The second is uncovering fraud. If your company credit card details have been stolen online, for example, and your provider doesn’t catch it, keeping up with your reconciliation gives you a strong chance of finding these cases sooner.

Not only is it a primary defense against fraud and avoiding potentially costly mistakes, it also can help with a few other things:

  • Saving money - that’s right. When you spend the time to go through both your incoming and outgoing payments each month, it’s much easier to catch those things you meant to cancel (but forgot to), or even find fees you’re being charged that can be disputed or negotiated down.

  • Preventing unexpected payments - you’ve had it happen to you. You suddenly notice an electronic payment that didn’t go through or maybe your supplier held on to your cheque a bit longer than expected. When reconciling your accounts, you catch these surprises in time.

  • Monitoring your cash flow - a given. As a small business, there usually isn’t a lot of extra capital to go around, so it’s crucial to stay on top of how what you have is being used and adjust as necessary. Growing a business with strong financial records can mean better interest from potential investors in the future.
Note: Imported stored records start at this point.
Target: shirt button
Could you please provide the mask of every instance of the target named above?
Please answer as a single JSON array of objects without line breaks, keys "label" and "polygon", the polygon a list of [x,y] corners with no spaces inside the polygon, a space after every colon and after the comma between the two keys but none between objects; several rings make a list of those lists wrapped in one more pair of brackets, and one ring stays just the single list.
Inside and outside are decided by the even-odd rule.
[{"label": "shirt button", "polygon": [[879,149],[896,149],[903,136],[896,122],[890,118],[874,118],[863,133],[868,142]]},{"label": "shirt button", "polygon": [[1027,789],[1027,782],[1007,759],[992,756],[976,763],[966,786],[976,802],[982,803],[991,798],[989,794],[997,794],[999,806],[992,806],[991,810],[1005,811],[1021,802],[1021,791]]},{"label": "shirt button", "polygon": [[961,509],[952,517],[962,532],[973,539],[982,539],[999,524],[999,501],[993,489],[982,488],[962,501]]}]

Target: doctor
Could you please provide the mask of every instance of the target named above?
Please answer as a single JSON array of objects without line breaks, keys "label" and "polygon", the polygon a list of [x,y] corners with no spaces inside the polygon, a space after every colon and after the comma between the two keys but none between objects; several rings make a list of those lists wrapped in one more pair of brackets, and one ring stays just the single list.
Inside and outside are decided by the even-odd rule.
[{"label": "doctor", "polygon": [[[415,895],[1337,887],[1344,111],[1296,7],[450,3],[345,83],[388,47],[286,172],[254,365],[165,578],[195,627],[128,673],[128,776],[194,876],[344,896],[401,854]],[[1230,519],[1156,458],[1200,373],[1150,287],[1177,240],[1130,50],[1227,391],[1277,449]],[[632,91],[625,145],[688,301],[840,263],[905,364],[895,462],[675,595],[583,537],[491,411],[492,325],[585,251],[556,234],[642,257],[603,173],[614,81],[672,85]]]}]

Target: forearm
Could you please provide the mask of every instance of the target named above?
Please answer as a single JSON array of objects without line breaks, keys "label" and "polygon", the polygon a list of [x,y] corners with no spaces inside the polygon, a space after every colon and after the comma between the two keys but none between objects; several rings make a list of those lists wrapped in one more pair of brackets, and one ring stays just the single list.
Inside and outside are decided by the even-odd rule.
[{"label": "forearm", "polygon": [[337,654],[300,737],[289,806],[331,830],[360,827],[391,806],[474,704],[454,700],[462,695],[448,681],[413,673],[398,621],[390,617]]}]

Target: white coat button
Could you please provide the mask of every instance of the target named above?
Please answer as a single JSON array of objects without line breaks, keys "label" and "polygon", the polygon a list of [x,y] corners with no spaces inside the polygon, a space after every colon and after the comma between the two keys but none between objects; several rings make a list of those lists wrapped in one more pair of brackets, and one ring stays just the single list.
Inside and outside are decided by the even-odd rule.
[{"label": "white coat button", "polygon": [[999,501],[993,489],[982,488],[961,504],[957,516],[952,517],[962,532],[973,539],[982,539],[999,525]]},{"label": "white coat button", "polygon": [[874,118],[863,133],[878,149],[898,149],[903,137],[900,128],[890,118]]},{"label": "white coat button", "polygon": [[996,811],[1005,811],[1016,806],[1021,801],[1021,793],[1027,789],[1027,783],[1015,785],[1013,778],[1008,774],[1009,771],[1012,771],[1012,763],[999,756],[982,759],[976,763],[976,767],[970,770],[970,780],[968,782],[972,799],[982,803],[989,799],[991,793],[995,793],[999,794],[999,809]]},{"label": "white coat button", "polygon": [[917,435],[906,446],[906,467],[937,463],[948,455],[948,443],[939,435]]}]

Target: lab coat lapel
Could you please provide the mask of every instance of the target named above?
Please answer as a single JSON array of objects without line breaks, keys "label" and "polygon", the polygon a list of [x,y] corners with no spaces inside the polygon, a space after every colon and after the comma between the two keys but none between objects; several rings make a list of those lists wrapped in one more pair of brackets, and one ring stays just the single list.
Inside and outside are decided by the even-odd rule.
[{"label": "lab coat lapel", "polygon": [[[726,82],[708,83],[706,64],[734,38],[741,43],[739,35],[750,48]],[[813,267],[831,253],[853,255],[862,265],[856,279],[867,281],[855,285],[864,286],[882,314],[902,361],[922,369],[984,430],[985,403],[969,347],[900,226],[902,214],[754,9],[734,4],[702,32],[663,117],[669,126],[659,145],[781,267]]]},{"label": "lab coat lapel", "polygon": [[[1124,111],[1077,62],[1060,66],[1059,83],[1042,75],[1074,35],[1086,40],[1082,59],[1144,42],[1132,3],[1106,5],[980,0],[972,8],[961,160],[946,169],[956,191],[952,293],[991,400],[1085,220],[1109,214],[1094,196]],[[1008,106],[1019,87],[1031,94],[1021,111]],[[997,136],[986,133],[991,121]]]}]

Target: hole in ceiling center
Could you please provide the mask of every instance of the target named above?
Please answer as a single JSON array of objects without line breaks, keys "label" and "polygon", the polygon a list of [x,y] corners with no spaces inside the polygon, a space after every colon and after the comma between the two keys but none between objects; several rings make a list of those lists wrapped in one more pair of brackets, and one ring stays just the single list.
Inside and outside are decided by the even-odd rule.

These are just a few of the main reasons to be sure to take the time to conduct bank reconciliation for your business accounts, not to mention a better overview of the current financial health of your business.

Two puzzle pieces matching together like a payment and an expense in bank reconciliation

How does bank reconciliation work?

Basically, it means matching the payments from your bank account with your records of the payments in your business accounting. Explained simply, the incoming payments might match up to invoices, and the outgoing to specific expenses you’ve recorded.

It probably sounds like a tedious task and it certainly can be if it comes down to matching each payment one-by-one. But thankfully, there are many solutions today that make this process a little less painful.

How often should you do bank reconciliation?

Most financial professionals will suggest taking time to sit down and get your bank reconciliation done on a regular basis. But how often should you be scheduling that time in your calendar?

A bit of quick research will provide you with the answer: once a month is a good timeframe to go by. This is often enough that you ensure your accounts are up-to-date and have time to investigate anything that isn’t quite matching up. But it’s not too often that you’re spending unnecessary time each week, for example.

It also helps that most banks issue statements once a month, so once you have your bank statement it becomes faster and easier to go through your payments.

Bank reconciliation and accounting software

If you’re looking for an easier solution than sitting down each month to manually match each payment in your bank statement to the corresponding invoices and expenses, it exists. With the right accounting & invoicing software, it can be done automatically.

What that means is all that is required from you is to upload a .csv file of your bank statement to your software and automatic bank reconciliation takes care of the rest so you can get this important task done quickly and efficiently.